Pero Ibáñez no hace generalizaciones en su edición. No todos los padres usan aquel tono humillante que avergüenza y enfurece a los niños y que nos explica las raíces de sus temores y sus inseguridades. Mírelo, doctor, cómo se pone. La madre de un jovencito bisexual hace un acto de amor que Ibáñez captura en toda su conmovedora esencia: romper con sus tradiciones. Para esta mujer, la sexualidad no es una vía maleable hacia la realización orgásmica, sino una costumbre presumiblemente católica: los niños con las niñas. “No me importa”, le dice al psiquiatra y a su hijo, “yo lo amo”. Para un estadounidense este reconocimiento es un anacronismo; para los mexicanos es la excomunión. Ibáñez, acaso de manera inesperada para sí misma, descubre en el consultorio una identidad nacional que encuentra en la ternura la debilidad y en la apertura una insoportable “rajada”, como lo explicara Octavio Paz en El laberinto de la soledad. Para el mexicano, desacostumbrado al diván del psicólogo y educado en su mayoría en el pueblo y el campo, los estudios de la mente y sus enfermedades son comodidades, y la homosexualidad merece un nombre más místico: sodomía. El mexicano no “raja”.

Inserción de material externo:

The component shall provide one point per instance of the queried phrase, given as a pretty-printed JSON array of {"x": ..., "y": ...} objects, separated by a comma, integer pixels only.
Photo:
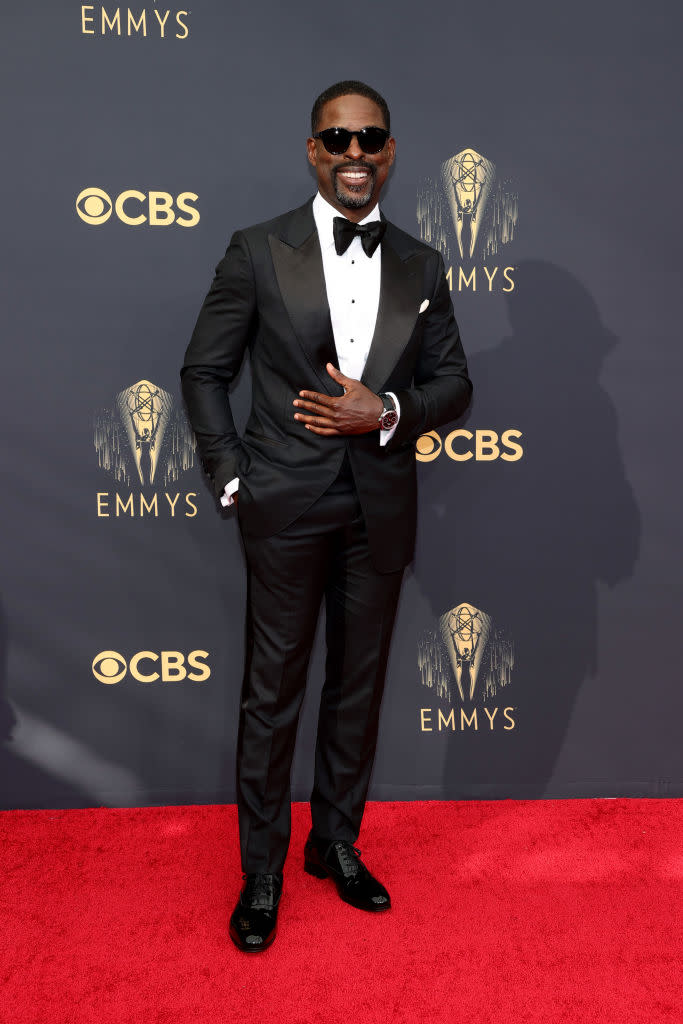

El documental de Ibáñez funciona como un estudio social pero deliberadamente evita la noción misma de ser un examen. El estilo impresionista denota no una búsqueda de claridad o por resolver las discusiones, sino de abrirlas para que los espectadores las cierren. Tampoco se trata de un prisma donde la subjetividad se adueñe de las imágenes. Ibáñez ha creado una especie de haiku donde el hecho en pantalla es definitivo, pero la problemática de la cual deriva no. Sólo hay una respuesta, la más difícil de todas, a los conflictos que El cuarto desnudo nos muestra. Un niño la resume en una trinidad de deseos: que se junten mis papás; que mi hermano me quiera; que nos queramos todos. Uno en tres, el amor puede reparar los daños de la separación, la violencia y la pobreza. Sin embargo, ¿quién ama con el estómago vacío?